In a Times of India article, David Abraham of Abraham & Thakore — a well-regarded Indian label — eloquently says that we must recognize the fact that India is one of the very few countries left that can still produce small lot, labor intensive, highly-skilled craft and textiles.
He adds, “And that is the true luxury in a world of growing mass consumerism and an antidote to the very real threats of environmental pollution, global warming and a growing understanding that we need to buy less, pay more for fashion that is more timeless, classic and responsible.”
South Asia’s fashion identity is at a crossroads, and it’s up to designers, especially the younger generation, to build brands that showcase the luxury and painstaking craft of South Asian embroidery, weaving, and the various other hand techniques mastered over centuries. I launched my fashion brand, Chaa Latte, late last year because I believe the true beauty of South Asian fashion is in the subtle, intricate craft and this simply isn’t accessible to North Americans in a way that fits their lifestyle seamlessly. I was set on designing modern pieces for people of all backgrounds, who have a love for art in the form of fashion and have an eye for unique detail.
My first collection encompasses some of my favorite techniques and textiles from India and Bangladesh, including mirror work and silk handloom sarees. The detailing is balanced with simple silhouettes and a neutral color palette. I am now working on my second collection, which will be released in Spring/Summer of 2023.
Like me, many young designers are tapping into their unique heritage to draw inspiration and bring attention to the Western world.
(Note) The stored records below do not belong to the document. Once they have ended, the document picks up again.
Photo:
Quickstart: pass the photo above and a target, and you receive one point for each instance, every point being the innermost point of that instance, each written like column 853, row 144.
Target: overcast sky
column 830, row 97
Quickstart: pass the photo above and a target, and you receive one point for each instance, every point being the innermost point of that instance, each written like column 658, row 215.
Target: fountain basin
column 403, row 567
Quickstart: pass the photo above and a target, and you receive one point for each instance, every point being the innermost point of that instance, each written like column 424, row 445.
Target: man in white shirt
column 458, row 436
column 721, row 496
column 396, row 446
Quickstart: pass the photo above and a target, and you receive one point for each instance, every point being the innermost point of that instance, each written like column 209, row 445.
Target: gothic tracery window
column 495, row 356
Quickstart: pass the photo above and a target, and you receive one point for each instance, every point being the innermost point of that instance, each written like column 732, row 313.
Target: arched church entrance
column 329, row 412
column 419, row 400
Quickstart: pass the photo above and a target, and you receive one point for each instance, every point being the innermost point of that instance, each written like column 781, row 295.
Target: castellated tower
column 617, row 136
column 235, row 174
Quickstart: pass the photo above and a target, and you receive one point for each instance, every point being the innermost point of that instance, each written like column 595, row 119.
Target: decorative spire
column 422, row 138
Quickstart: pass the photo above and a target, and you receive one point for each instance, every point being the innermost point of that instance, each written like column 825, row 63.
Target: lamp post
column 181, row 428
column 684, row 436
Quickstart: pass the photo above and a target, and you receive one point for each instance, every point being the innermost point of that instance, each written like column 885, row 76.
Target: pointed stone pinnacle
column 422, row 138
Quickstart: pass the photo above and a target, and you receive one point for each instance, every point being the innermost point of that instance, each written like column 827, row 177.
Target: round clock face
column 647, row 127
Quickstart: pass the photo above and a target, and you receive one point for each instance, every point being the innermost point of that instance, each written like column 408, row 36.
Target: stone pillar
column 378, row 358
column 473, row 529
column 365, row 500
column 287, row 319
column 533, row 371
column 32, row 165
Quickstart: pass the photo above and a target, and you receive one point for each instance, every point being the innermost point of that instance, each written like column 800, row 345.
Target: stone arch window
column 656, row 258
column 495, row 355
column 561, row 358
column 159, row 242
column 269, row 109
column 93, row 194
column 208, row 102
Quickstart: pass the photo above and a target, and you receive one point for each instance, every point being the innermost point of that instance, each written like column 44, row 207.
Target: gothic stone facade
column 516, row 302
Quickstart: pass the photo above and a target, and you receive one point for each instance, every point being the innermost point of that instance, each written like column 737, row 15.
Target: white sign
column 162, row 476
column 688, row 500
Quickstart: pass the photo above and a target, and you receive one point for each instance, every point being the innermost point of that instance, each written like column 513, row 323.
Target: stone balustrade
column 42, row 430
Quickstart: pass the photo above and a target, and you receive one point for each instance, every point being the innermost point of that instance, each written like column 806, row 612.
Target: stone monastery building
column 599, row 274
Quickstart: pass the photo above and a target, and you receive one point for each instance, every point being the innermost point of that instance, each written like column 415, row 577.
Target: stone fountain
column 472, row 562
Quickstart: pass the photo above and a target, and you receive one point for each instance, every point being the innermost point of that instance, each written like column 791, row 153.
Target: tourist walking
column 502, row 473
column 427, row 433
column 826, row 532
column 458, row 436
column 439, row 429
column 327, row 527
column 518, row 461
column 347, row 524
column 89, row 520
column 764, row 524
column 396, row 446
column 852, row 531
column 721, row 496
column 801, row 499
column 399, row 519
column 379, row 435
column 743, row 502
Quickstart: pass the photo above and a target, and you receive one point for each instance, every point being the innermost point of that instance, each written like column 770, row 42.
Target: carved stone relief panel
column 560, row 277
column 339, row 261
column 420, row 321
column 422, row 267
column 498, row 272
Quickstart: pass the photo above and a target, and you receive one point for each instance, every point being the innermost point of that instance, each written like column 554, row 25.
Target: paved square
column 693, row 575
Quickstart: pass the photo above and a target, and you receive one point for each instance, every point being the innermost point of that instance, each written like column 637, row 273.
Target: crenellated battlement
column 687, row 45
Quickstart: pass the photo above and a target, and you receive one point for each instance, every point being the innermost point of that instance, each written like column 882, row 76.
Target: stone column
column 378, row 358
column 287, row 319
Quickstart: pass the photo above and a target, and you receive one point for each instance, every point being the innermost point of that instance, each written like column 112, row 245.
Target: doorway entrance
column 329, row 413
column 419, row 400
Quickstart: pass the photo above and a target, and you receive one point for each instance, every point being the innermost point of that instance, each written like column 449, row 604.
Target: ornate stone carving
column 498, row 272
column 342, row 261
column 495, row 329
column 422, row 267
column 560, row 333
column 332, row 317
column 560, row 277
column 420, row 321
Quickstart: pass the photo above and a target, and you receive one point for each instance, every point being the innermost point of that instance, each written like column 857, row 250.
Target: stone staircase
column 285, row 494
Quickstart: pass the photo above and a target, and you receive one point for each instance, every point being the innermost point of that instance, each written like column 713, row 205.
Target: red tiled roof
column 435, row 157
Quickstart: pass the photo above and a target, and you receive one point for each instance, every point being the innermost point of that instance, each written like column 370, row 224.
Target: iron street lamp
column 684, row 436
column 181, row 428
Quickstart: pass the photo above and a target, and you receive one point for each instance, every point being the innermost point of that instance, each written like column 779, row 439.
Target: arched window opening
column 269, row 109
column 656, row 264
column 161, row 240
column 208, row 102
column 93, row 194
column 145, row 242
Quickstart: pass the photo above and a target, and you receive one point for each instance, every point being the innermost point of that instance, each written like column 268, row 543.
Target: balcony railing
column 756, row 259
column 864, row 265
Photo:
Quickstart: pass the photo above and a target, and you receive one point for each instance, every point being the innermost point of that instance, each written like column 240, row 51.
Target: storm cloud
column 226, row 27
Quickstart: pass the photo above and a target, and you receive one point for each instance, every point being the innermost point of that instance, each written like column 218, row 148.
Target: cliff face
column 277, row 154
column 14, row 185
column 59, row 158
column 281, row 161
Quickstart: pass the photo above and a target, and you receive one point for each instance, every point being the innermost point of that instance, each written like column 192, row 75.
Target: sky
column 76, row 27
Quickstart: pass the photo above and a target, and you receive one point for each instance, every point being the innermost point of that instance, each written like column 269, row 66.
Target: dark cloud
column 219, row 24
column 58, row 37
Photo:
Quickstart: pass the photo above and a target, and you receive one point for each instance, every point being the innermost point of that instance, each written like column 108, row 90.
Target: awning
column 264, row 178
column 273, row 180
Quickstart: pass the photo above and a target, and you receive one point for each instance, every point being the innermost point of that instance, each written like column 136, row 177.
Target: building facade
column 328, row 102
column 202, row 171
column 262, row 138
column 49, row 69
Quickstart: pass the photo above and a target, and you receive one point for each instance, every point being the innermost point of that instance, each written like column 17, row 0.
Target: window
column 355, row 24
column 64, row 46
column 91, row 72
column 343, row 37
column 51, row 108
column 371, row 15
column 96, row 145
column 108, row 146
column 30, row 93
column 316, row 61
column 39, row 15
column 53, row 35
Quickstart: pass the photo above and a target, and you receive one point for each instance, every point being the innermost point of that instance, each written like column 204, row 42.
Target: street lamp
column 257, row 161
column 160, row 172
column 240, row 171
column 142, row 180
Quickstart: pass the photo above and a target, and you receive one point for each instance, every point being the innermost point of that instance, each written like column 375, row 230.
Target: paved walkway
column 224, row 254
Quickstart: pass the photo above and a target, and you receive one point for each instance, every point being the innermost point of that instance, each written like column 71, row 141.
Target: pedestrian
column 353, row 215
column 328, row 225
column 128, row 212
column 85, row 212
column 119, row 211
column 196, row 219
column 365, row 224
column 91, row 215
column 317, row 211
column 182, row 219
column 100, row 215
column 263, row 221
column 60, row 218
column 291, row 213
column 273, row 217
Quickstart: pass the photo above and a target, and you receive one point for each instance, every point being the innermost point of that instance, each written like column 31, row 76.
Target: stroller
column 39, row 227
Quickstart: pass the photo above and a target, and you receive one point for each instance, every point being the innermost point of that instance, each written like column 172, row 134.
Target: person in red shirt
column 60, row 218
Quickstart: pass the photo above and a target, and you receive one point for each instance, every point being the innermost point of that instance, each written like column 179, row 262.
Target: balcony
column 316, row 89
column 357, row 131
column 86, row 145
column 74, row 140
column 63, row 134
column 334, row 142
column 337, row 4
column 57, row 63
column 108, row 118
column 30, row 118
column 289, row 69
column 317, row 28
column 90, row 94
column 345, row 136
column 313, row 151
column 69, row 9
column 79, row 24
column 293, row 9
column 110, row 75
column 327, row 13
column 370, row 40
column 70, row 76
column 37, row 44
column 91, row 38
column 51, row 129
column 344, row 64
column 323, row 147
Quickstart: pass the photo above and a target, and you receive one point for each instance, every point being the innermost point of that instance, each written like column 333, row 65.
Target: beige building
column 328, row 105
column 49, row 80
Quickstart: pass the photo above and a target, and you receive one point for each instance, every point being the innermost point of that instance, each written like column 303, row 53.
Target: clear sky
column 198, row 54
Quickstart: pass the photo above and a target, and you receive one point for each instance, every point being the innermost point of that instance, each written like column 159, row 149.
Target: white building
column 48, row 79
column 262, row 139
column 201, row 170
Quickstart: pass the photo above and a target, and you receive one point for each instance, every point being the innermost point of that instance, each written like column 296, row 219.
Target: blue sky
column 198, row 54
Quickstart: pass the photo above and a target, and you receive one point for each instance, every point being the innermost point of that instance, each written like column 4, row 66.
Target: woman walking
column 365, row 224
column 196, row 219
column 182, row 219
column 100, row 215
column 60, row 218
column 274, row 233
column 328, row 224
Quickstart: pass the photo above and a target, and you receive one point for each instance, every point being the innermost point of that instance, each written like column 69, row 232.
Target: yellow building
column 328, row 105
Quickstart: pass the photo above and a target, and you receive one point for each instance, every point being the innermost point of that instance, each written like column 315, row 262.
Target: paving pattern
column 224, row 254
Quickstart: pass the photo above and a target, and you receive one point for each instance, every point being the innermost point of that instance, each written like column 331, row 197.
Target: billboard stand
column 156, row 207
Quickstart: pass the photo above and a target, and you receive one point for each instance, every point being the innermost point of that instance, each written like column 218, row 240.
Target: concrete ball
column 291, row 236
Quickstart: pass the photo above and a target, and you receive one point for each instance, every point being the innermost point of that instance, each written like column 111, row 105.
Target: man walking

I had the pleasure of speaking to two fellow South Asian designers who are making a mark on the US fashion industry, while highlighting their love for South Asian craft. When asked about the role of traditional textiles and techniques in their work, Niharika of Tega Collective responds:
With each collection our designs are co-created with a specific indigenous community highlighting their traditional colors, patterns and natural symbols. Every region in the world has incredible biodiversity so we focus on championing native fibers in South Asia like Khadi (indigenous cotton) and Eri (peace) silk originating from Assam, India.
In a separate conversation with designer Sana Khan Patel, from Aara by Sana, she tells us how she was inspired to start her line:
When a family wedding took me back to my hometown of Lahore, Pakistan, after a long 18 years, I was blown away by the level of skill I saw in the gullys (streets) of Lahore. From fabric dyeing to intricate beading to the quality of tailoring, they did it all so effortlessly and with so much pride. I quickly realized that the artisans simply want to create art but unfortunately, in most cases they are overworked, underpaid and treated extremely poorly. I immediately knew that I wanted to work with and learn from these OG’s as much as I wanted to put them in a position of providing for their families.
It’s the hope that this recognition from up-and-coming brands, like Chaa Latte, will shed light into how much South Asia is truly lending to global luxury fashion and the rich history that makes these art forms unique to our countries.